One area where Biden’s foreign policy could have a more direct impact on the U.S. middle class is on trade. In a speech to labor unions on the eve of Biden’s overseas trip, U.S. Trade Representative Katherine Tai evangelized about ending a global “race to the bottom” — which for 40 years led nations to compete to limit wages and regulations to attract corporate investment.

Sullivan said Friday that an agreement to end a 16-year dispute between Airbus and Boeing is a win for workers on both sides of the Atlantic, and a sign that the race is ending.

“The U.S. and the EU will be working together to protect jobs and protect technology in Europe in the United States” by turning their collective political power “against China’s predatory practices,” instead of each other, Sullivan said. “In the end it will help secure and grow jobs in our own aviation industry by relaxing the tariffs and by protecting against predatory competition from China,” he said.

Boeing supports around 10,000 American businesses in its supply chain, and directly employs over 140,000 American workers. Unions have been pushing Boeing, Congress and the administration to limit job cuts planned by the company, and expressed support for USTR shifting attention to Chinese business practices.

But if the Airbus-Boeing dispute is anything to go by, it could be a decade or more before China amends what Tai labeled its “nonmarket practices.” And as airlines work to recoup pandemic losses, it’s unlikely that lower sticker prices for large aircraft will trickle down to the average American’s flight home for Thanksgiving.

More broadly, the administration’s confrontation of China economically remains a long-term project and not something that the president could tidy up in his first trip.

As that long-term project takes place, Secretary of State Antony Blinken is taking an expansive approach to the middle class challenge. Speaking in March, Blinken said he would use “every tool to stop countries from stealing our intellectual property or manipulating their currencies to get an unfair advantage. We will fight corruption, which stacks the deck against us.”

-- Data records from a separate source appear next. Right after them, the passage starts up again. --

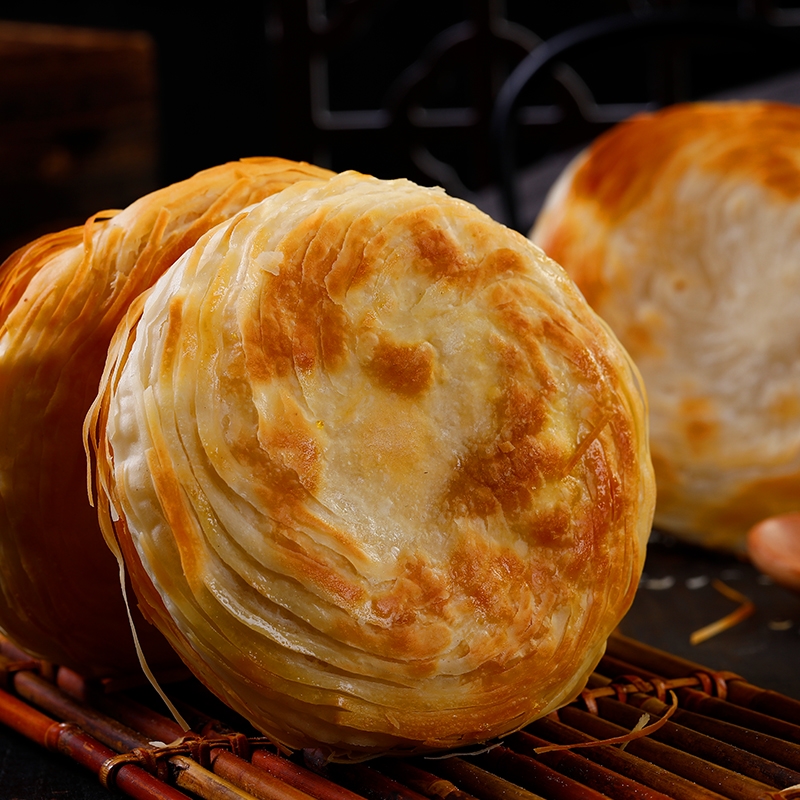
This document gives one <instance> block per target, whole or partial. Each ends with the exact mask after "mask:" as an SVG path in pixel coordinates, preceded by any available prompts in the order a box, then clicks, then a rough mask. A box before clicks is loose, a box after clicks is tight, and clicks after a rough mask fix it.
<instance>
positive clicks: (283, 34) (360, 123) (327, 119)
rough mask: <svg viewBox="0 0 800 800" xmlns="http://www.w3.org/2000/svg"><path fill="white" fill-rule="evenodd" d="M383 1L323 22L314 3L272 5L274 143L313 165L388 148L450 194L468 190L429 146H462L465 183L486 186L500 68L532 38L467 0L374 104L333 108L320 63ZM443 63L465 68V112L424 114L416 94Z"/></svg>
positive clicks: (367, 19)
mask: <svg viewBox="0 0 800 800" xmlns="http://www.w3.org/2000/svg"><path fill="white" fill-rule="evenodd" d="M385 4H386V0H343V2H342V3H341V4H340V6H339V8H338V12H337V13H336V14H335V15H334V16H332V17H330V18H329V17H328V16H326V13H325V10H324V6H325V3H324V0H307V2H303V1H302V0H301V1H298V0H273V16H272V19H271V23H270V24H269V26H268V29H269V30H268V36H269V38H270V40H271V42H272V44H273V46H274V47H275V51H276V54H277V59H278V74H279V86H277V87H276V89H277V91H278V93H279V96H278V107H279V115H278V116H279V126H280V130H279V137H280V139H279V147H280V149H281V153H282V154H285V155H287V156H289V157H292V158H303V159H307V160H313V161H315V162H316V163H318V164H320V165H323V166H334V168H336V166H337V165H332V164H331V163H330V153H331V150H332V149H333V148H334V147H335V145H336V144H337V142H341V141H342V140H343V139H348V140H350V141H351V142H358V143H360V145H362V146H363V147H373V148H381V147H382V148H391V150H392V152H393V153H394V154H396V157H397V160H398V164H399V165H400V166H399V169H400V170H402V174H403V175H405V176H406V177H409V178H412V179H414V180H418V181H420V182H423V183H436V184H438V185H442V186H444V187H445V188H446V189H447V190H448V191H450V192H451V193H453V194H456V195H459V196H462V197H463V196H466V195H468V194H469V193H470V189H468V188H467V186H466V184H465V181H464V179H463V176H462V175H460V174H459V172H458V170H457V169H455V168H454V167H453V165H452V164H449V163H446V162H445V161H444V160H442V159H440V158H437V157H436V155H434V153H433V152H432V150H431V147H430V144H431V143H435V142H437V141H439V142H441V141H448V140H456V137H458V142H459V145H460V146H463V147H466V148H468V150H469V153H470V157H471V159H472V166H473V167H474V169H473V172H474V176H475V177H474V183H475V184H476V185H485V184H487V183H489V182H490V181H491V180H492V177H493V171H492V170H493V167H492V164H491V158H490V148H489V136H490V121H491V114H492V110H493V108H494V102H495V99H496V97H497V92H498V91H499V87H500V85H501V84H502V81H503V80H504V79H505V77H506V76H507V75H508V73H509V71H510V69H511V68H512V67H513V66H514V65H515V64H516V63H518V62H519V61H520V60H521V59H522V58H523V57H524V56H525V55H526V54H527V53H528V52H530V51H531V50H532V49H533V48H535V47H536V46H537V45H539V44H540V42H541V40H540V39H539V37H537V36H536V35H535V34H534V33H533V32H532V31H530V30H528V29H527V28H525V27H524V26H522V25H519V24H516V23H513V22H511V21H509V20H508V19H507V18H506V16H505V13H504V3H503V2H502V0H469V2H468V3H466V4H465V5H467V6H468V14H467V15H466V18H465V19H463V20H462V21H460V22H457V23H456V24H454V25H452V26H450V27H448V28H447V29H445V30H443V31H441V32H440V33H439V34H438V35H437V36H435V37H434V38H433V40H432V41H431V42H430V43H429V44H428V46H427V47H426V48H425V49H424V51H423V52H422V54H421V55H420V57H419V58H418V59H417V60H416V61H414V62H413V63H412V64H410V65H409V66H408V67H407V68H406V69H405V70H404V71H403V72H402V73H401V74H400V75H398V76H396V77H395V78H394V80H393V82H392V84H391V86H390V88H389V90H388V92H387V94H386V96H385V98H384V102H383V104H382V106H381V107H380V108H375V109H367V110H334V109H332V108H331V105H330V100H329V94H328V88H329V87H328V71H327V68H328V59H329V57H330V54H331V52H332V50H333V49H334V48H336V47H339V46H341V45H342V44H343V43H346V42H347V40H348V39H349V38H351V37H353V35H354V34H355V33H357V31H358V30H359V27H360V26H363V25H366V24H368V22H369V20H370V17H371V16H372V15H374V14H375V12H376V11H377V10H378V9H379V7H381V6H382V5H385ZM447 59H458V60H460V62H461V64H462V65H465V66H466V75H467V79H468V82H469V100H470V105H469V106H468V107H463V106H462V107H455V106H453V107H447V108H430V107H425V106H424V105H423V101H422V97H423V95H424V93H425V91H426V89H427V88H428V87H429V85H430V84H431V82H432V81H434V80H435V78H436V76H437V73H438V72H439V71H440V69H441V67H442V65H443V63H444V62H445V61H446V60H447Z"/></svg>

For the Biden administration, everything from anti-corruption networks to vaccine donations is branded as a boost to the middle class. And while international summits at 5-star resorts and 18th century European villas may seem far removed from the pocket book concerns of working families, the administration sees them as staging posts in a steady policy approach.

“Europe is the most promising place to test run a foreign policy for the middle class,” said former Ambassador Dan Baer, the Obama administration’s envoy to the Organization for Economic Cooperation and Security in Europe.

“If you’re going to think about how to negotiate a next wave of globalization, it makes sense to start with negotiations with other democratic governments who have a commitment to the social welfare of their citizens. That means not just Youngstown or Bakersfield but also Stuttgart and Marseilles.” Baer said.